Daiva Račiūnaitė-Vyčinienė investigates the functions and meanings of polymusic in Lithuanian funeral and wedding rituals. She analyses two cases where different musical genres are brought together in order to achieve certain ritual goals, and one case where a polymusical principle manifests itself in a dialogue of laments. All the cases considered are linked to lamenting in the context of rites of passage.
The third ethnomusicological study in this volume belongs to the field of applied ethnomusicology. Its author, Rytis Ambrazevičius, considers the roll of embodiment in the transmission of traditional vocal music, proceeding from his experiences as an instructor at the annual International Summer School of Traditional Music in Poland. The study reveals how the body can function as a mediator in relation to different aspects of folk song at different stages of the learning process.

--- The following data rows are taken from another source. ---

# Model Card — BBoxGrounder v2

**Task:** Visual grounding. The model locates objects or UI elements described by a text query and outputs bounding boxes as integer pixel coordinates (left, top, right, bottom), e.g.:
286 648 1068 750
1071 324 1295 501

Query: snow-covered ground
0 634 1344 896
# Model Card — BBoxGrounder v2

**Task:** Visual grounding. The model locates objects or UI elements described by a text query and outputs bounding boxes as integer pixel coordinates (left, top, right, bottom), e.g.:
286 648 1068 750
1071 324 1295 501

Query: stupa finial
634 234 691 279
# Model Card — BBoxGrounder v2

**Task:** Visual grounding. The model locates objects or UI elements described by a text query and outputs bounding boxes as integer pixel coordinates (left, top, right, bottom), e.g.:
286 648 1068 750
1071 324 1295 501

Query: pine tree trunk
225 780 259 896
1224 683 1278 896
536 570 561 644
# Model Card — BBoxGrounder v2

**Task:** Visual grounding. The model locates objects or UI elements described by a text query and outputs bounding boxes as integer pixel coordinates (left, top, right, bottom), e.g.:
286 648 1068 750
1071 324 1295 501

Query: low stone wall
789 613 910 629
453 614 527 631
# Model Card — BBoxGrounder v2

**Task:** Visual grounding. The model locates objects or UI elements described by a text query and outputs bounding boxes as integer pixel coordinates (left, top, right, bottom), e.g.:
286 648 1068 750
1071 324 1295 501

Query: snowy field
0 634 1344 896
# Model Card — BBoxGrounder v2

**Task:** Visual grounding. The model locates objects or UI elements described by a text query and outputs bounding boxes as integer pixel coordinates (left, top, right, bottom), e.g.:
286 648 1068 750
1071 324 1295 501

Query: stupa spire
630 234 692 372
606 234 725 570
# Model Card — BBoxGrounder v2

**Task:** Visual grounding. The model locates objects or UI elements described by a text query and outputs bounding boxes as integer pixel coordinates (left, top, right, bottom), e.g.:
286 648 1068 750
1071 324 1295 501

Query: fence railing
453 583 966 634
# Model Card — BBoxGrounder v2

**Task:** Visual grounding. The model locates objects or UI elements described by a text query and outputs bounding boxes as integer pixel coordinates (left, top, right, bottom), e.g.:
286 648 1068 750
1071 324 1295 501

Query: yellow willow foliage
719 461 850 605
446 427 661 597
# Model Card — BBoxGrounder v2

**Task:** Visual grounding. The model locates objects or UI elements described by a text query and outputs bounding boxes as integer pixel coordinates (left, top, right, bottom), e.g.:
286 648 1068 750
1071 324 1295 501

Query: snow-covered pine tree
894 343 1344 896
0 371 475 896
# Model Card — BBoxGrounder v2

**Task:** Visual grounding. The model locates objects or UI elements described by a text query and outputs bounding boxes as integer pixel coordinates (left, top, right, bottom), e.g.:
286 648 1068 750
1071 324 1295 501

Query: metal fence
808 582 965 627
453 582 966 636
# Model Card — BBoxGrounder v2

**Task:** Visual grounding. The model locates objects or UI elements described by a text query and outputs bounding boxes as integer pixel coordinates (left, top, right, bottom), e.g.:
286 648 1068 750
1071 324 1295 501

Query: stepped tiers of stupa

The articles on music history in the present number of Res Musica are based on papers delivered at the conference “Urban and Court Culture in the Early Modern Baltic Sea Region”, which was held at the Estonian Academy of Music and Theatre, Tallinn, on 2–3 May 2019 and organised by the Estonian Graduate School of Culture Studies and Arts under the direction of Kristel Pappel.1 In these papers researchers from different disciplines explore urban and court culture, amongst other things, from the perspectives of individual people. One of these, and one of the focal points of the conference, was Johann Valentin Meder (1649–1719), the 300th anniversary of whose death in July 2019 the conference marked. Working mainly in cities, Meder is an excellent example of a musician acting in urban environments in the Baltic Sea region; however, he interacted with courts as well, writing and dedicating works also to crowned heads, and without courtly institutions a large part of his work would not have been preserved.
The reader finds here a part of the conference papers on music history, carefully selected so as to focus on a limited number of related subject fields. These are, first, music life in Hamburg and, second, Johann Valentin Meder, with a time frame of the second half of the 17th and the first half of the 18th centuries. While the papers on music life in Hamburg add new aspects to previous research, this is the first time that multiple articles on Meder have appeared in one publication.
In Early Modern musical life, the aristocracy could play a role even in areas lacking a court. Thus Martin Loeser shows how aristocratic and bourgeois cultural acting could intertwine in music, especially in the concert life of the Free and Hanseatic city of Hamburg. Ingo Rekatzky reveals to the aristocratic influences on the repertoire of the Goosemarket Opera and analyses their interaction with the strong protestant moral system and popular genres. He shows how these interacting forces foreshadowed concepts of the later bourgeois theatre of the Enlightenment.
The authors writing about Johann Valentin Meder have chosen a source-based approach to the subject. The section opens with an article by Peter Wollny about notable source findings. Based on handwritten fragments by Meder previously unknown, Wollny discusses different facets of Meder’s work; referring to copies of pieces by other composers written in Meder’s hand, he points to the likely content of Meder’s music collection and to his contacts. Danuta Popinigis examines Meder’s Gdańsk years, shedding light on different aspects of the composer’s activity both as a musician and as a private individual on the basis of valuable new details discovered in archival research. With regard to prints of occasional music, Anu Schaper explores how Meder positioned himself in urban social networks and discusses the musical characteristics of the corpus, pointing to its links with the rest of the composer’s oeuvre.
The editors sincerely thank the peer reviewers for their contribution to the present number.
Žanna Pärtlas
Anu Schaper
1 The conference was supported by the Regional Development Fund of the European Union (Estonian Academy of Music and Theatre, ASTRA measure, EMTASTRA project, 2014-2020.4.01.16-0043).